# Lesson 10

Fossils and Flags

### Lesson Narrative

This lesson is optional. It gives students an opportunity to put into practice what they have learned from this unit, but may be safely skipped if there is a shortage of time.

The mathematical purpose of this lesson is for students to collect, summarize, interpret, and draw conclusions from bivariate data using scatter plots, best fit lines, residuals, and correlation coefficients. This connects to previous work because students summarized, represented, interpreted, and drew conclusions from bivariate data using scatter plots, best fit lines, residuals, and correlation coefficients. This connects to upcoming work because students will continue to investigate data using conditional probability and statistical experiments.

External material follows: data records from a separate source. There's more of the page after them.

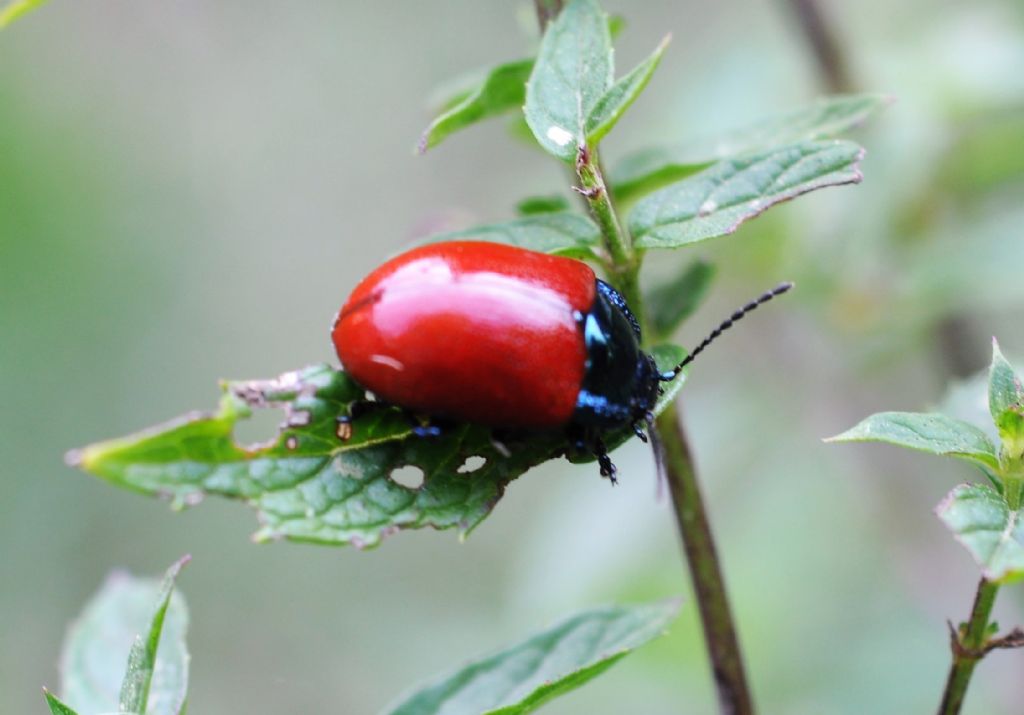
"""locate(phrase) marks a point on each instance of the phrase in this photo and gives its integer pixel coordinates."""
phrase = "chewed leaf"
(934, 433)
(980, 518)
(623, 93)
(572, 72)
(718, 200)
(1006, 402)
(648, 169)
(316, 480)
(502, 89)
(556, 661)
(562, 234)
(99, 643)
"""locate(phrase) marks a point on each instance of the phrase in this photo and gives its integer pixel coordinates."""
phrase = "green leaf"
(502, 89)
(572, 72)
(672, 302)
(718, 200)
(980, 519)
(561, 659)
(648, 169)
(1006, 402)
(534, 205)
(623, 93)
(310, 484)
(561, 234)
(316, 481)
(934, 433)
(98, 644)
(56, 707)
(16, 8)
(142, 660)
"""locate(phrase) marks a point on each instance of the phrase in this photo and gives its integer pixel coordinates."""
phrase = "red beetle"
(506, 337)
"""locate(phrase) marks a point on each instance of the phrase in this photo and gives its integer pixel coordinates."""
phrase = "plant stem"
(623, 264)
(720, 634)
(824, 45)
(968, 646)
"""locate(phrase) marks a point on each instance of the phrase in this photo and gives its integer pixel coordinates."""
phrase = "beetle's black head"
(621, 384)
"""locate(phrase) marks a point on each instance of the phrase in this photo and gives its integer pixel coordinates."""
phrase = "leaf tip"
(423, 144)
(74, 458)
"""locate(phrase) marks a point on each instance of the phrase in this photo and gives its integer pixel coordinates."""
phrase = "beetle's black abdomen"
(621, 381)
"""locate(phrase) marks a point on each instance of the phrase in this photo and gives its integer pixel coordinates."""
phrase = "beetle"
(505, 337)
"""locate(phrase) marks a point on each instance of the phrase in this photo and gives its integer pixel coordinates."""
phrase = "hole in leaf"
(259, 430)
(409, 476)
(472, 464)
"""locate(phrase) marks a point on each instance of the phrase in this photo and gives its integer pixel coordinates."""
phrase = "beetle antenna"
(658, 450)
(724, 326)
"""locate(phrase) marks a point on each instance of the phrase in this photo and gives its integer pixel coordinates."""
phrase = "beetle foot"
(607, 466)
(638, 430)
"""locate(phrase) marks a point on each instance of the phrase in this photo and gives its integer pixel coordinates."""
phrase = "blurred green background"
(189, 190)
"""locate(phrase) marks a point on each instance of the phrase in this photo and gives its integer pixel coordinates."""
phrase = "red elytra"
(474, 331)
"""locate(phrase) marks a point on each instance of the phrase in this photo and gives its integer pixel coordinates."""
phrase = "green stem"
(709, 585)
(623, 263)
(595, 191)
(968, 647)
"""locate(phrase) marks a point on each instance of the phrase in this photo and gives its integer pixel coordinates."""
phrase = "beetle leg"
(638, 430)
(607, 466)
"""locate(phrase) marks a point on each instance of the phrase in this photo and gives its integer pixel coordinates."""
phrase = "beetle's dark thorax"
(621, 383)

Technology isn’t required for this lesson, but there are opportunities for students to choose to use appropriate technology to solve problems (MP5). We recommend making technology available. When students collect and analyze data to answer a question, they are making sense of problems and persevering in solving them (MP1).

### Learning Goals

Teacher Facing

• Collect data to create a linear model to predict information, answer questions, and draw conclusions.
• Interpret bivariate data using scatter plots, lines of best fit, residuals, and correlation coefficients.

### Student Facing

• Let’s collect some data and analyze it.

### Required Preparation

Technology is not required for this lesson, but there are opportunities for students to research their own data about sports teams and penalties if they have access to devices that can access the internet. If students do not have access to technology, copies of the blackline master are needed.

When students can research their own data, provide materials for them to create a visual display containing their information and any conclusions they make to share with the class.

### Student Facing

• I can collect data, create a linear model to fit the data, determine if the linear model is a good fit, and use the information from my linear model to answer questions.